Warning
You are reading a version of the website built against the unstable main
branch. This content is liable to change without notice and may be inappropriate for your use case.
You can find the documentation for the current stable release here.
Ensemble parallelism¶
Ensemble parallelism means solving simultaneous copies of a model with different coefficients, right hand sides, or initial data, in situations that require communication between the copies. Use cases include ensemble data assimilation, uncertainty quantification, and time parallelism.

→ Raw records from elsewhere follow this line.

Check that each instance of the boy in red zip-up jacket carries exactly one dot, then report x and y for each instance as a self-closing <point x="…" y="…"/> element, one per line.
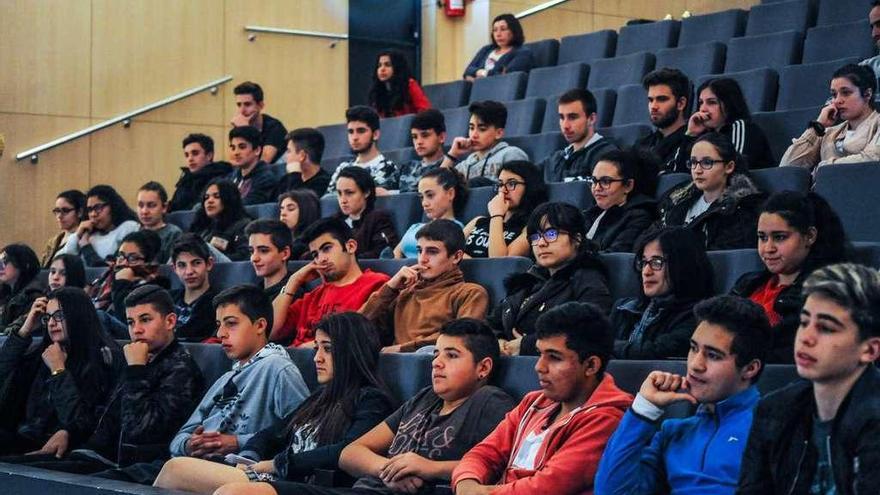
<point x="552" y="441"/>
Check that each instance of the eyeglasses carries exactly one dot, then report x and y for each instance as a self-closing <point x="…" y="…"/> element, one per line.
<point x="549" y="235"/>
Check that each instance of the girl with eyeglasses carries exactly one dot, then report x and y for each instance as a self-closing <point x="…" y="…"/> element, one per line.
<point x="54" y="391"/>
<point x="797" y="234"/>
<point x="69" y="211"/>
<point x="623" y="184"/>
<point x="566" y="269"/>
<point x="109" y="220"/>
<point x="520" y="189"/>
<point x="675" y="275"/>
<point x="721" y="202"/>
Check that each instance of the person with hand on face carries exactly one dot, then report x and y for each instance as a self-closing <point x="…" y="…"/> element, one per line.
<point x="699" y="454"/>
<point x="421" y="298"/>
<point x="343" y="285"/>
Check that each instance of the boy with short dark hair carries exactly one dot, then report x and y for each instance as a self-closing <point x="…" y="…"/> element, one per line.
<point x="552" y="441"/>
<point x="417" y="301"/>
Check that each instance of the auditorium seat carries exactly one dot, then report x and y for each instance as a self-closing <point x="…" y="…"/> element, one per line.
<point x="587" y="47"/>
<point x="649" y="37"/>
<point x="449" y="94"/>
<point x="720" y="26"/>
<point x="502" y="88"/>
<point x="548" y="81"/>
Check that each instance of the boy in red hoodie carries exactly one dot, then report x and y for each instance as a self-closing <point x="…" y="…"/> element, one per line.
<point x="552" y="442"/>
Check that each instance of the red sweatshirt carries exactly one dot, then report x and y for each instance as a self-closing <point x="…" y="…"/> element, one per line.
<point x="305" y="312"/>
<point x="566" y="461"/>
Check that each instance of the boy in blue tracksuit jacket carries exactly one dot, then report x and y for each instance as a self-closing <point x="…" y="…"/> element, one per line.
<point x="700" y="454"/>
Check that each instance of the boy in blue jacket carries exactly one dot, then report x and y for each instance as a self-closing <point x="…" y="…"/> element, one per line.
<point x="702" y="453"/>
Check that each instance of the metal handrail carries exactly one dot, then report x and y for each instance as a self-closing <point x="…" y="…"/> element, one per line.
<point x="125" y="118"/>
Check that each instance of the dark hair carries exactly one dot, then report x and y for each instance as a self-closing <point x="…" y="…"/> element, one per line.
<point x="585" y="327"/>
<point x="365" y="114"/>
<point x="275" y="229"/>
<point x="862" y="77"/>
<point x="445" y="231"/>
<point x="746" y="320"/>
<point x="392" y="95"/>
<point x="449" y="178"/>
<point x="478" y="338"/>
<point x="688" y="269"/>
<point x="151" y="294"/>
<point x="327" y="414"/>
<point x="202" y="140"/>
<point x="249" y="88"/>
<point x="515" y="29"/>
<point x="309" y="207"/>
<point x="429" y="119"/>
<point x="588" y="101"/>
<point x="490" y="112"/>
<point x="363" y="180"/>
<point x="730" y="95"/>
<point x="250" y="300"/>
<point x="119" y="210"/>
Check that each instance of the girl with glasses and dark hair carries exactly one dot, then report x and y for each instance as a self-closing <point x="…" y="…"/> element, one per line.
<point x="721" y="202"/>
<point x="675" y="275"/>
<point x="566" y="269"/>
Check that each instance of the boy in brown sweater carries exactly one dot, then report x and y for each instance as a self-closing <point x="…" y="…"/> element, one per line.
<point x="419" y="299"/>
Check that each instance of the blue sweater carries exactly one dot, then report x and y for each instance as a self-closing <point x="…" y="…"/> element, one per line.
<point x="696" y="455"/>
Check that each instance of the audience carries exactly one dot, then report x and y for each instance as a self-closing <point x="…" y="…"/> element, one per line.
<point x="394" y="91"/>
<point x="553" y="440"/>
<point x="675" y="275"/>
<point x="819" y="434"/>
<point x="198" y="150"/>
<point x="702" y="453"/>
<point x="504" y="53"/>
<point x="577" y="123"/>
<point x="566" y="269"/>
<point x="421" y="298"/>
<point x="797" y="234"/>
<point x="520" y="189"/>
<point x="847" y="128"/>
<point x="343" y="286"/>
<point x="721" y="202"/>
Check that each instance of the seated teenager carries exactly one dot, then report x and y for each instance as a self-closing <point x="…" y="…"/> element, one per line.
<point x="158" y="389"/>
<point x="373" y="229"/>
<point x="553" y="440"/>
<point x="305" y="148"/>
<point x="352" y="400"/>
<point x="721" y="202"/>
<point x="193" y="304"/>
<point x="577" y="123"/>
<point x="221" y="220"/>
<point x="198" y="150"/>
<point x="394" y="91"/>
<point x="819" y="434"/>
<point x="675" y="275"/>
<point x="847" y="128"/>
<point x="623" y="184"/>
<point x="69" y="211"/>
<point x="797" y="234"/>
<point x="109" y="220"/>
<point x="54" y="390"/>
<point x="298" y="209"/>
<point x="520" y="189"/>
<point x="504" y="53"/>
<point x="443" y="193"/>
<point x="702" y="453"/>
<point x="480" y="155"/>
<point x="421" y="298"/>
<point x="152" y="207"/>
<point x="566" y="269"/>
<point x="343" y="286"/>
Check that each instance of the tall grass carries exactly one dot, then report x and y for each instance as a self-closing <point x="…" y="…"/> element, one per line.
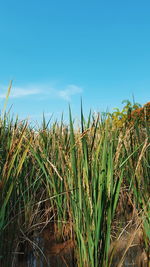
<point x="71" y="180"/>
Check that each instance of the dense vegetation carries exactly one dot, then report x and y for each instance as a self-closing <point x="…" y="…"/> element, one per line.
<point x="82" y="181"/>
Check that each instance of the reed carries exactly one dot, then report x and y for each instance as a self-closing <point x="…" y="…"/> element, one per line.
<point x="72" y="180"/>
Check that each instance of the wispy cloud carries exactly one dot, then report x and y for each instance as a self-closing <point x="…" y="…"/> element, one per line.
<point x="17" y="92"/>
<point x="69" y="91"/>
<point x="43" y="90"/>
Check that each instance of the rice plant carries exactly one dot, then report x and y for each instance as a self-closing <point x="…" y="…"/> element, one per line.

This manual section assumes some familiarity with parallel programming with MPI.
The Ensemble communicator¶
In ensemble parallelism, we split the MPI communicator into a number of spatial subcommunicators, each of which we refer to as an ensemble member (shown in blue in the figure below). Within each ensemble member, existing Firedrake functionality allows us to specify the finite element problems which use spatial parallelism across the spatial subcommunicator in the usual way. Another set of subcommunicators - the ensemble subcommunicators - then allow communication between ensemble members (shown in grey in the figure below). Together, the spatial and ensemble subcommunicators form a Cartesian product over the original global communicator.

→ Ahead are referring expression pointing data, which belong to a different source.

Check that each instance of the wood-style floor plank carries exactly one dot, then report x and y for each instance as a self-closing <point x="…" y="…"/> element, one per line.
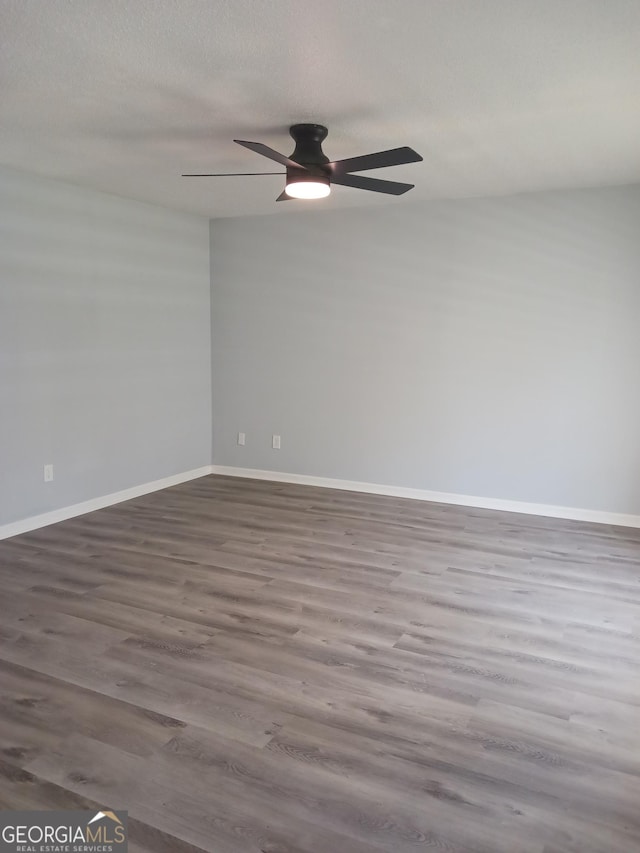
<point x="254" y="667"/>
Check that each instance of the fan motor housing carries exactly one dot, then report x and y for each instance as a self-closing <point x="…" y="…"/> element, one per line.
<point x="308" y="151"/>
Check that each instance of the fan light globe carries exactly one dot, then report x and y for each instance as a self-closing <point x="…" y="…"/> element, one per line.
<point x="307" y="189"/>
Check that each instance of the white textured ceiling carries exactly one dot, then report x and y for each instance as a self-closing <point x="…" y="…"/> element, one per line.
<point x="499" y="96"/>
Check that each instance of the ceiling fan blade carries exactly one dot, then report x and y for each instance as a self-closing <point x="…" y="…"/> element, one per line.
<point x="393" y="157"/>
<point x="232" y="174"/>
<point x="361" y="182"/>
<point x="259" y="148"/>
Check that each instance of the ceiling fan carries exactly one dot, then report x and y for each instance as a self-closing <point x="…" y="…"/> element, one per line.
<point x="310" y="173"/>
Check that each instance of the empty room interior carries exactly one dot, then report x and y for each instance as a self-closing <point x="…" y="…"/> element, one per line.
<point x="319" y="426"/>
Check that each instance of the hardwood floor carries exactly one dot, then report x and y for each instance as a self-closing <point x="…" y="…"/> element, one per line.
<point x="253" y="667"/>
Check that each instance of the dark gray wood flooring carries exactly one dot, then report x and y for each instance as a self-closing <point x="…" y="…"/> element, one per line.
<point x="252" y="667"/>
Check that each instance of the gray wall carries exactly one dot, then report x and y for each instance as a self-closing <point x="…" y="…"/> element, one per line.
<point x="484" y="347"/>
<point x="104" y="344"/>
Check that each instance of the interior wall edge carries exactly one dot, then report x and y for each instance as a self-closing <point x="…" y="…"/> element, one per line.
<point x="504" y="505"/>
<point x="44" y="519"/>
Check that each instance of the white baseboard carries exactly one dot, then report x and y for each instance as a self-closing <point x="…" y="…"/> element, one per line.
<point x="572" y="513"/>
<point x="26" y="524"/>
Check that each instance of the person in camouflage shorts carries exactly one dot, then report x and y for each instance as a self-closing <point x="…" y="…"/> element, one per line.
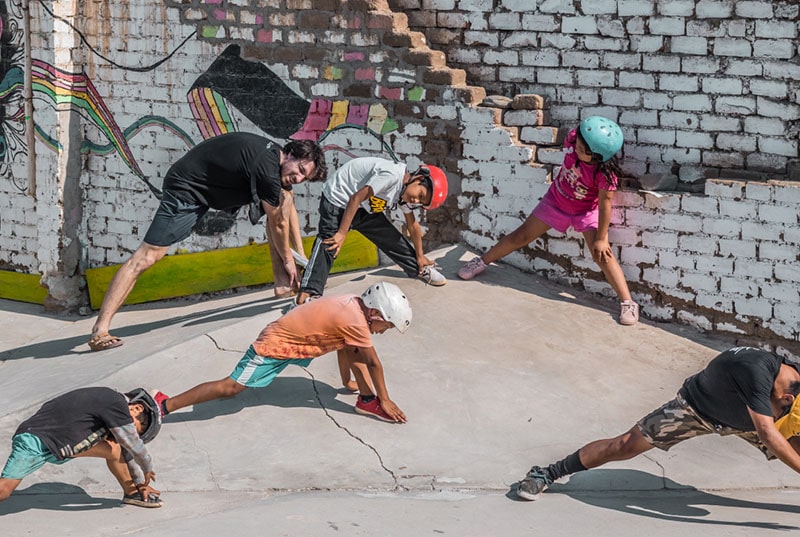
<point x="742" y="392"/>
<point x="676" y="421"/>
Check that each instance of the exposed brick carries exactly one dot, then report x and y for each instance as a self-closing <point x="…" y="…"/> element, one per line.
<point x="445" y="77"/>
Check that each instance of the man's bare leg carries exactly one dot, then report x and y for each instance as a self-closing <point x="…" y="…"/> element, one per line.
<point x="207" y="391"/>
<point x="122" y="284"/>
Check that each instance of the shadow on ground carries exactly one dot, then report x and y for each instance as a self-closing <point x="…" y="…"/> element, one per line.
<point x="61" y="347"/>
<point x="642" y="494"/>
<point x="55" y="497"/>
<point x="284" y="392"/>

Spatial and ensemble parallelism for an ensemble with 5 members, each of which is executed in parallel over 5 processors.¶
The additional functionality required to support ensemble parallelism
is the ability to send instances of Function
from one
ensemble to another. This is handled by the Ensemble
class.
Each ensemble member must have the same spatial parallel domain decomposition, so
instantiating an Ensemble
requires a communicator to split
(usually, but not necessarily, MPI_COMM_WORLD
) plus the number of
MPI processes to be used in each member of the ensemble (5 in the
figure above, and 2 in the example code below). The number of ensemble
members is implicitly calculated by dividing the size of the original
communicator by the number processes in each ensemble member. The
total number of processes launched by mpiexec
must therefore be
equal to the product of the number of ensemble members with the number of
processes to be used for each ensemble member, and an exception will be
raised if this is not the case.
my_ensemble = Ensemble(COMM_WORLD, 2)
Then, the spatial sub-communicator Ensemble.comm
must be passed
to Mesh()
(possibly via inbuilt mesh generators in
utility_meshes
), so that it will then be used by any
FunctionSpace()
and Function
derived from the mesh.
mesh = UnitSquareMesh(
20, 20, comm=my_ensemble.comm,
distribution_parameters={"partitioner_type": "simple"})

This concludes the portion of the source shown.